Fasting is usually not required for liver enzymes and bilirubin. If your clinician orders this panel alongside lipids, glucose, or other tests, fasting instructions may apply to those other labs.
What is the difference between total and direct bilirubin?
Total bilirubin is the overall amount in your blood. Direct (conjugated) bilirubin is the portion processed by the liver and ready to be excreted into bile; it often rises when bile flow is impaired. Indirect bilirubin is the remainder and can rise from increased breakdown of red blood cells or benign processing differences such as Gilbert syndrome.

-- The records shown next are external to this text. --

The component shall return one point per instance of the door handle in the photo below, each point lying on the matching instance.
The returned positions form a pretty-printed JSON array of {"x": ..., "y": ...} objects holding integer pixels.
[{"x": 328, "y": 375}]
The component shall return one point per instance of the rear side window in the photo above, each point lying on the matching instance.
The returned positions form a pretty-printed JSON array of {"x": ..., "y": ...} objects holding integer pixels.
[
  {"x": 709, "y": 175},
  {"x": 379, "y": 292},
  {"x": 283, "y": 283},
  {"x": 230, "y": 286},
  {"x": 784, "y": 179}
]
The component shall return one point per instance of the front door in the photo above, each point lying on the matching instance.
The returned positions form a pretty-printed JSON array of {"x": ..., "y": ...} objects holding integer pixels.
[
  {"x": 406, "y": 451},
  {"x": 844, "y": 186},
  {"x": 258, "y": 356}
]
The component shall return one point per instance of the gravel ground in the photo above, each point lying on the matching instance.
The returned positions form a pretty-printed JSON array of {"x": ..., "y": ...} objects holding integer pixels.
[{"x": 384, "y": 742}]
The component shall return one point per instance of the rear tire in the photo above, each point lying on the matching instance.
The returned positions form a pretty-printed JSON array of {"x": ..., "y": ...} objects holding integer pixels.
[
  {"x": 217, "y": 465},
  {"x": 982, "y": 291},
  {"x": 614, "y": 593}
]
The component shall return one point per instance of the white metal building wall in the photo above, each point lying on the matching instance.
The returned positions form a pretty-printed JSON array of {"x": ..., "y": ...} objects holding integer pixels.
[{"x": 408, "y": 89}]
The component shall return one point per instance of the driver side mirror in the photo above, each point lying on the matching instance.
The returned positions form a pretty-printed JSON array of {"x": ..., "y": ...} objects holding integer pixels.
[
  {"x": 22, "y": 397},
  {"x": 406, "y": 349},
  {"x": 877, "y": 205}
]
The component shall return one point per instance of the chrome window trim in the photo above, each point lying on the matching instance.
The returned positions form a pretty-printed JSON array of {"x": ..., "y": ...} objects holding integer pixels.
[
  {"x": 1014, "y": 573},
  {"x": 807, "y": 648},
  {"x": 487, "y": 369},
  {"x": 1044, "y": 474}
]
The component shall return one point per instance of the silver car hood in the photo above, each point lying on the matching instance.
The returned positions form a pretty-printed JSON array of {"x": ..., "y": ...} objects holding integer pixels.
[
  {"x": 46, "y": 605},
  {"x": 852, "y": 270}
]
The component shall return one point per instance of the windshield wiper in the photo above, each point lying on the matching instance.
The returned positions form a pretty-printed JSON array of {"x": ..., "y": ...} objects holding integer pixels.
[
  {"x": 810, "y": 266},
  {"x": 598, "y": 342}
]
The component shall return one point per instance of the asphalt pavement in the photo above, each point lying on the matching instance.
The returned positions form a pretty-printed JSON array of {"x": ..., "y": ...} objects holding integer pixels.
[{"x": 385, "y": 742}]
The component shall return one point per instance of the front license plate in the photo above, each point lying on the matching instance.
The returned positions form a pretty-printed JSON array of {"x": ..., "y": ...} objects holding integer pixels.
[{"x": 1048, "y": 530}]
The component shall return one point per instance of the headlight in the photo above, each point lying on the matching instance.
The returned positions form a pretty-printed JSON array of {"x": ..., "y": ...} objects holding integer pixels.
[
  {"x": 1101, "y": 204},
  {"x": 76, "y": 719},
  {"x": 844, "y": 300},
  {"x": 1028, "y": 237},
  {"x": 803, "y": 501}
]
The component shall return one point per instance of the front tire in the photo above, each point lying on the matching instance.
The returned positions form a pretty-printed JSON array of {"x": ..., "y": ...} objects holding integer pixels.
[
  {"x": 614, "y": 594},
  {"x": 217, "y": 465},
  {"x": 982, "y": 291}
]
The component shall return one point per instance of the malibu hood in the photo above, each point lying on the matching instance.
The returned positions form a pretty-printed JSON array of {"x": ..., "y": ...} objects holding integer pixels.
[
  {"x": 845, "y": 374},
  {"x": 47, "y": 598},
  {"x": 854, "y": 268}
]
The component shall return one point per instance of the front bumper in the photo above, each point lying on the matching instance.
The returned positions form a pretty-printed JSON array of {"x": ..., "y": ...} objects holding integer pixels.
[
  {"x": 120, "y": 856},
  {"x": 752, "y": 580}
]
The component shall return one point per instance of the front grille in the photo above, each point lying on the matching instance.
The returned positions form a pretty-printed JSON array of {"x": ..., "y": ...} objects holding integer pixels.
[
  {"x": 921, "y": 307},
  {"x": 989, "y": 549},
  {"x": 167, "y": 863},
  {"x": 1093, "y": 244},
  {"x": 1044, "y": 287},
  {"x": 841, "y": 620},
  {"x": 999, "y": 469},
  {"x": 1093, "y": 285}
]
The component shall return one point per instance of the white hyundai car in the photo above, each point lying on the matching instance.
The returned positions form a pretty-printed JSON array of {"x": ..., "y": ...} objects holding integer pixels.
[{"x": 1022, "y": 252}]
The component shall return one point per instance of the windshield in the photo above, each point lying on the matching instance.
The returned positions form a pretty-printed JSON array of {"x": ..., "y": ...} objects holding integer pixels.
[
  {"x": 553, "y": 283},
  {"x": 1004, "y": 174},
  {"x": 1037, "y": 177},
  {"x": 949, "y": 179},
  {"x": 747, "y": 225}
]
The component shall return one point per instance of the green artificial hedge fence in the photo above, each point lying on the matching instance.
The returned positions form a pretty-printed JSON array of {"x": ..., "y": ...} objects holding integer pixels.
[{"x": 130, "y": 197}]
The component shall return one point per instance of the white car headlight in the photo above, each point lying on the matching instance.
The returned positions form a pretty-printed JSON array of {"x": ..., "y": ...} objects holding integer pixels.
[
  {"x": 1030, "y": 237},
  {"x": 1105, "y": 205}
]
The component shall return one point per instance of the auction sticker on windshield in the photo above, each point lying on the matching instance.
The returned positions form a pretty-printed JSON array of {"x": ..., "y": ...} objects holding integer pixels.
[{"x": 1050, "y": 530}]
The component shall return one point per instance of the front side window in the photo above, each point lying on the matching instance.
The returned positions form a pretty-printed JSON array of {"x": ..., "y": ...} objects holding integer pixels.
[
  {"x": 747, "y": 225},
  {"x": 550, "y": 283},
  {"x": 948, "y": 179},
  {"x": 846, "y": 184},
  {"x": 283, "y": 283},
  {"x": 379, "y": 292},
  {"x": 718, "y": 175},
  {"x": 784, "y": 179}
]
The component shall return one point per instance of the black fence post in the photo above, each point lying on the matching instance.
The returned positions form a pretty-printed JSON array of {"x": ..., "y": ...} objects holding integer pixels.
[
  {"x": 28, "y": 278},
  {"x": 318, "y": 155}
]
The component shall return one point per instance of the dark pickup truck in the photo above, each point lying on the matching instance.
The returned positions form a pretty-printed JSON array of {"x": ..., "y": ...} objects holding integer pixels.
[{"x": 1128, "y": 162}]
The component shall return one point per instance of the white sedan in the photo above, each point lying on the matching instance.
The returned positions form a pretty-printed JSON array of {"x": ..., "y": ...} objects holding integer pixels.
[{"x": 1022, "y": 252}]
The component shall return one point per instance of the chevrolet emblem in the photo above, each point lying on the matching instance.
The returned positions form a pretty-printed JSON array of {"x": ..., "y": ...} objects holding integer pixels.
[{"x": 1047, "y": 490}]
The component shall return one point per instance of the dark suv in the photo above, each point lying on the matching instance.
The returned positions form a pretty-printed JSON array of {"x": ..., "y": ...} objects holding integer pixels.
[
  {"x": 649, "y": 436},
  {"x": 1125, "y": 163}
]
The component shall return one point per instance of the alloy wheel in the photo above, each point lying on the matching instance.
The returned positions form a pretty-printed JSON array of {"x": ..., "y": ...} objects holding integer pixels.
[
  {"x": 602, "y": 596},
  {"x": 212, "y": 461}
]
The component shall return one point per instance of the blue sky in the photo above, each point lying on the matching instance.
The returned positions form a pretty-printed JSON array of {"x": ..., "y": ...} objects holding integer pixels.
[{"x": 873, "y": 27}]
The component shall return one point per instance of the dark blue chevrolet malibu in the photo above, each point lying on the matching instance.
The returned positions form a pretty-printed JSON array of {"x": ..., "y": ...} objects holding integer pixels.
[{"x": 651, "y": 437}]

Why are ALT and AST high if I feel fine?
Mild elevations can happen without symptoms and may be related to fatty liver risk, alcohol exposure, recent viral illness, medications or supplements, or recent strenuous exercise (especially affecting AST). Your clinician may repeat the test, review exposures, and consider companion tests based on your risk factors and the pattern.
How often should I recheck a hepatic function panel?
Retest timing depends on why you are checking it. For a mild unexpected elevation, clinicians often repeat in a few weeks to a few months after addressing reversible factors (like alcohol or medication changes). For medication monitoring or known liver disease, the interval may be more frequent and individualized.
Can dehydration or exercise change liver panel results?
Yes. Dehydration can concentrate blood proteins and slightly shift results, while intense exercise or muscle injury can raise AST (and sometimes ALT) and mimic a liver-related pattern. If your results are borderline and you trained hard right before the draw, it is worth mentioning when you review the report.
What follow-up tests are commonly ordered after an abnormal liver panel?
Common next steps include repeating the panel to confirm the trend, adding GGT to clarify whether ALP is liver-related, checking hepatitis A/B/C screening, iron studies (ferritin and transferrin saturation), metabolic markers, and sometimes coagulation testing (INR) or imaging such as ultrasound. The best choice depends on whether your pattern looks hepatocellular (ALT/AST) or cholestatic (ALP/bilirubin).